Une direction prise dernièrement par les modèles approfondissant le travail d’Ehrlich et Becker [1972] concerne l’impact de la prudence sur l’autoprotection. Depuis Kimball [1990], la prudence est définie en économie comme une mesure de la disposition à accumuler des richesses face à un risque sur les revenus futurs. Avec cette définition très précise et spécifique, un agent est prudent si la dérivée troisième de sa fonction d’utilité est positive. Eeckhoudt et Gollier [2005] traitent de l’influence de la prudence sur la prévention et trouvent, étonnement, que celle-ci tend à réduire les comportements d’autoprotection. La raison en est que la prudence amène les individus à accumuler des richesses face aux risques futurs, et ainsi à négliger les dépenses d’investissement en prévention. Qui plus est, les auteurs montrent qu’un agent prudent, qu’il soit risquophobe ou risquophile, réalisera moins d’effort d’autoprotection qu’un agent neutre vis-à-vis du risque. Autrement dit, Eeckhoudt et Gollier [2005] montrent que c’est davantage la prudence que l’aversion au risque qui détermine les décisions d’autoprotection.

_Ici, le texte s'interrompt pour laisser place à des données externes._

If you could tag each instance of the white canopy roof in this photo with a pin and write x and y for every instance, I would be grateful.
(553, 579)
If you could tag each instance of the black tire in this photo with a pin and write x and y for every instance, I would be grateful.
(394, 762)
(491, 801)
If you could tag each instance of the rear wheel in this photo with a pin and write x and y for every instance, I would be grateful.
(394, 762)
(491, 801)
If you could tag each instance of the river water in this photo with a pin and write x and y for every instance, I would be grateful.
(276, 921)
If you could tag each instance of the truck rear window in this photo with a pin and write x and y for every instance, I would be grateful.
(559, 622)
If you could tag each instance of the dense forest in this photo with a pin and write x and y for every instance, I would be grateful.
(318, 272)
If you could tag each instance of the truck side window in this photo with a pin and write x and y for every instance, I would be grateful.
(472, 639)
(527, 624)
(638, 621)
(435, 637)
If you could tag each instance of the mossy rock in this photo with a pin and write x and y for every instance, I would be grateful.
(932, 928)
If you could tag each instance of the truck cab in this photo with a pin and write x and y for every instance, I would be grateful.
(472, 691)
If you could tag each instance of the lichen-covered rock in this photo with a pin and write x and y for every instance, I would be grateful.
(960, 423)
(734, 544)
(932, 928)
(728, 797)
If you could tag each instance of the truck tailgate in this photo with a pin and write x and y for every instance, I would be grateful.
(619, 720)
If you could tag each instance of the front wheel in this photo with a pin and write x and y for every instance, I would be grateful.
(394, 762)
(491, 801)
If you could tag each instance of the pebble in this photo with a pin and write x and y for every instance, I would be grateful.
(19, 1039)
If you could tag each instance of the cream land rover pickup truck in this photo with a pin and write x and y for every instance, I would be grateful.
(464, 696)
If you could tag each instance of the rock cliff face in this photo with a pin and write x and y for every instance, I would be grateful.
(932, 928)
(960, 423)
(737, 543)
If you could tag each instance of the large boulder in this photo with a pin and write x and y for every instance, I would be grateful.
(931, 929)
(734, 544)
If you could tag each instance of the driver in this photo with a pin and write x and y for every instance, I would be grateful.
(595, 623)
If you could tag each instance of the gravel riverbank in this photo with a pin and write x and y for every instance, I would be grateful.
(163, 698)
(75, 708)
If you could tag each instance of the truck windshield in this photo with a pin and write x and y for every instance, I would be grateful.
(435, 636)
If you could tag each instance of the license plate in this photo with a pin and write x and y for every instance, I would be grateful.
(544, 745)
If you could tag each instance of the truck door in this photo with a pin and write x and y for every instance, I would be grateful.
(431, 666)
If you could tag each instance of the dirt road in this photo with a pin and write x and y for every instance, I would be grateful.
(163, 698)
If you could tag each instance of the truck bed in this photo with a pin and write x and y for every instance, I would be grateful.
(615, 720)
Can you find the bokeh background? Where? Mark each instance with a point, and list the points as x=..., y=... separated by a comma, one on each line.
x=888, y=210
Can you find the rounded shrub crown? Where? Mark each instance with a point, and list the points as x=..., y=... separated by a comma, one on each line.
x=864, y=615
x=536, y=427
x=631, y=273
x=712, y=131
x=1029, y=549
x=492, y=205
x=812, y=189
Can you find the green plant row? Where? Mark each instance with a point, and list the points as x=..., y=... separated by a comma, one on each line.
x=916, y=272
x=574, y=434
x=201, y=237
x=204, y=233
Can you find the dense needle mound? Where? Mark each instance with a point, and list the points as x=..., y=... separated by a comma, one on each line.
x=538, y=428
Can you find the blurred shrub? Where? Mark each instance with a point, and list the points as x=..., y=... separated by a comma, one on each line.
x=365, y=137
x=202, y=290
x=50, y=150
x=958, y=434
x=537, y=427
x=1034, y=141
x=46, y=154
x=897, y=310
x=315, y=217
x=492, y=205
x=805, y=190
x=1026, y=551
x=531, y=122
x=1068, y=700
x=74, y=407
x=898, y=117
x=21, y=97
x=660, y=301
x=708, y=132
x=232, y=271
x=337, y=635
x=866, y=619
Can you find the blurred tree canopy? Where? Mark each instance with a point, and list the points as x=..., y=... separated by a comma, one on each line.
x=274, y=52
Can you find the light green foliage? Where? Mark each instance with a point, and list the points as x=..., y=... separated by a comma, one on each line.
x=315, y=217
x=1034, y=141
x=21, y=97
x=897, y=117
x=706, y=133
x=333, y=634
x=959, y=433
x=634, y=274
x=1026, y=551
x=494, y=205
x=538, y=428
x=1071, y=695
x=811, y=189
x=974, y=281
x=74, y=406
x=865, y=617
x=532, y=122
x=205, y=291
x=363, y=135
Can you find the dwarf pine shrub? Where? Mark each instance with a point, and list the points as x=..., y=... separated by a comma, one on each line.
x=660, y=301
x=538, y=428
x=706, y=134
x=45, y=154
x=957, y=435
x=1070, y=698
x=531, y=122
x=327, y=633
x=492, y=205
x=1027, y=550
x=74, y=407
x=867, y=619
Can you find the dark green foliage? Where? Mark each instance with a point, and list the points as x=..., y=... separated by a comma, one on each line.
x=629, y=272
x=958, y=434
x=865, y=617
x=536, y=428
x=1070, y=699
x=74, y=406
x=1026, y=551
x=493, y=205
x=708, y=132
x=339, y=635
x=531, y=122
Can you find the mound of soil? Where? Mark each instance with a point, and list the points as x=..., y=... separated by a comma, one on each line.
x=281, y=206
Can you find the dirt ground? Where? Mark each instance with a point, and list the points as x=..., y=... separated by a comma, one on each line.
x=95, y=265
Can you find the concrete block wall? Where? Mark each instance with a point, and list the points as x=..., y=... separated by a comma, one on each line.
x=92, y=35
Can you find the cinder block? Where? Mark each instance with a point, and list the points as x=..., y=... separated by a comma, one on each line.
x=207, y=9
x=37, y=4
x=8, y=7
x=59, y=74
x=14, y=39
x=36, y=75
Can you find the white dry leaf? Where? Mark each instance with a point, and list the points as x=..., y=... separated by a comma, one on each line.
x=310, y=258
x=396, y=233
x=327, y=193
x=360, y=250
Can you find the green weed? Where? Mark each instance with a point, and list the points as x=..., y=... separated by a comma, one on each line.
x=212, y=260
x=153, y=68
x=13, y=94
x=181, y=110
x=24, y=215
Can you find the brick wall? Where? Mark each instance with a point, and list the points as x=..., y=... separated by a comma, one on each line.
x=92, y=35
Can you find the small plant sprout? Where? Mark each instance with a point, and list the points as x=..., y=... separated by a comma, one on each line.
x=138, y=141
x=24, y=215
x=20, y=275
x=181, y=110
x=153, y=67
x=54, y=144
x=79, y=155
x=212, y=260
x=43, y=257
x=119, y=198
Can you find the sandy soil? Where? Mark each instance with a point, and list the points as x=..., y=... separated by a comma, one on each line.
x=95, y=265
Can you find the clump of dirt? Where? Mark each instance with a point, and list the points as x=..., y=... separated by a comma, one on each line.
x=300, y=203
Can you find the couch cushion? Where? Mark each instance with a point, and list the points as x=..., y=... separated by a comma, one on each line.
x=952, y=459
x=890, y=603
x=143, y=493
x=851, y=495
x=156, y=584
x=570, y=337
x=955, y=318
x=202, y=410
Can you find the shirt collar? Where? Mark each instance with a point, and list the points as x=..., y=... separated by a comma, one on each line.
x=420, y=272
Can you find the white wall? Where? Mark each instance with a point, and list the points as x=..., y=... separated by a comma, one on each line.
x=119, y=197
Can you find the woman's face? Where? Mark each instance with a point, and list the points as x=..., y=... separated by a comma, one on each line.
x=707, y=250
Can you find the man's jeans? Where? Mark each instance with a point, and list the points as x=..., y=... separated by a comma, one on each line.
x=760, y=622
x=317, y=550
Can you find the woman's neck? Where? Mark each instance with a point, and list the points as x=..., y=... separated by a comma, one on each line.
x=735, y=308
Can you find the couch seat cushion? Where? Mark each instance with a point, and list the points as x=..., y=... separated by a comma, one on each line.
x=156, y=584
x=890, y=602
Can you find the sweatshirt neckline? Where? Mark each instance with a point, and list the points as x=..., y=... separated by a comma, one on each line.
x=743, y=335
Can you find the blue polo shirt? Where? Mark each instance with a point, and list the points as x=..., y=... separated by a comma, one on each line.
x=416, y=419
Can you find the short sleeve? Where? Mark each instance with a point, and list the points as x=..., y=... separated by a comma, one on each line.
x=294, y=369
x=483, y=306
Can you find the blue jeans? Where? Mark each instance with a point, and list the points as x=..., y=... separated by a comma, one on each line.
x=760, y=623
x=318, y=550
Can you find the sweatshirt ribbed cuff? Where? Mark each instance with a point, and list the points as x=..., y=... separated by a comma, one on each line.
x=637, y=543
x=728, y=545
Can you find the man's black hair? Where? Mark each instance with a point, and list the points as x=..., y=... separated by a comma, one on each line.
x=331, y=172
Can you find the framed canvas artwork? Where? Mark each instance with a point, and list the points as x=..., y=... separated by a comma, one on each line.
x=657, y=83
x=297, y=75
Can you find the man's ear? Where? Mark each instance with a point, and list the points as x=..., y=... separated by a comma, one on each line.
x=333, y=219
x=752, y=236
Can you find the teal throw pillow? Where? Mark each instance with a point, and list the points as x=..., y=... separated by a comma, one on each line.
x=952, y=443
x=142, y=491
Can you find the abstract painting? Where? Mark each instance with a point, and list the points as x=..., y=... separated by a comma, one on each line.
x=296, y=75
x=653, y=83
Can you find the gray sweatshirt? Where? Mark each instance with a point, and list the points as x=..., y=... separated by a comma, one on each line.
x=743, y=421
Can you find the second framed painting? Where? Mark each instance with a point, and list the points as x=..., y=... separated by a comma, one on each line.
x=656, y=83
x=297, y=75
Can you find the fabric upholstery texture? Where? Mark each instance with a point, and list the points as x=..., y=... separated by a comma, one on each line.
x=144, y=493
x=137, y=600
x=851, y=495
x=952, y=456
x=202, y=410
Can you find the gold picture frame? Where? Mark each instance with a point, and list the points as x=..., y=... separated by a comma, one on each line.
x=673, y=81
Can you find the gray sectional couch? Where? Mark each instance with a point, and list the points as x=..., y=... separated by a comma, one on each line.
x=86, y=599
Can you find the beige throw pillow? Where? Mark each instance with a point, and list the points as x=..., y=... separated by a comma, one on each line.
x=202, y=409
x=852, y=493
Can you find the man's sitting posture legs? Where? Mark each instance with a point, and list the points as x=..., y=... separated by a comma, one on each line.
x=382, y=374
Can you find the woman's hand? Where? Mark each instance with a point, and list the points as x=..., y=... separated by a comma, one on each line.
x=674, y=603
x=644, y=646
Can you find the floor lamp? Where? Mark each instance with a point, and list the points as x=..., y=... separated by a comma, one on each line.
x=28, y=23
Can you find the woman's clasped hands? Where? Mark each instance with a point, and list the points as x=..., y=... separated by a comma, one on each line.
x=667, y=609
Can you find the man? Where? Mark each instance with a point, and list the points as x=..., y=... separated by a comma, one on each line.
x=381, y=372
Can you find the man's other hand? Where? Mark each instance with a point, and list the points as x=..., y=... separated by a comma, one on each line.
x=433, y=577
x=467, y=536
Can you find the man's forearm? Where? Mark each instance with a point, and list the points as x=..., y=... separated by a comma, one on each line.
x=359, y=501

Bien que le modèle séminal d’Ehrlich et Becker et ses développements aient permis d’effectuer une distinction fondamentale dans les types de prévention et d’enrichir la compréhension des décisions individuelles en présence d’assurance, ils présentent des limites en termes de nature des risques considérés, en particulier pour leur application à la santé.

Nous l’avons dit, il est tout à fait possible de rapprocher les concepts d’autoprotection et d’auto-assurance des trois types de prévention (primaire, secondaire, tertiaire) retenus en santé publique. Toutefois, sans aménagement, les décisions en santé sont interprétées sous l’angle unique et restrictif d’une protection face au risque financier. La fonction d’utilité est en effet unidimensionnelle dans les modèles présentés, le seul argument étant la richesse. L’agent adopte alors un comportement de prévention de la maladie uniquement pour se prémunir des

pertes de revenu liées à la cette dernière. Or le risque sanitaire diffère du risque financier, en particulier parce que la santé est un bien irremplaçable (irreplaceable commodity), au sens qu’il ne lui existe pas de substitut sur le marché (Cook et Graham [1977]).

De plus, Ehrlich et Becker considèrent uniquement l’assurance comme alternative à la prévention. Mais face au risque sanitaire, l’alternative à la prévention est assez logiquement le traitement de la maladie. L’éventail des actions possibles s’en trouve enrichi : pour se protéger des risques médicaux, l’individu a le choix entre assurance, soins médicaux, autoprotection et auto-assurance. Et ces actions peuvent être complémentaires ou substituables pour l’agent. Nous allons alors nous pencher plus particulièrement sur les modèles qui ont cherché à mieux caractériser le risque santé, et préciser la nature et les interactions entre actions possibles pour faire face aux risques sanitaires.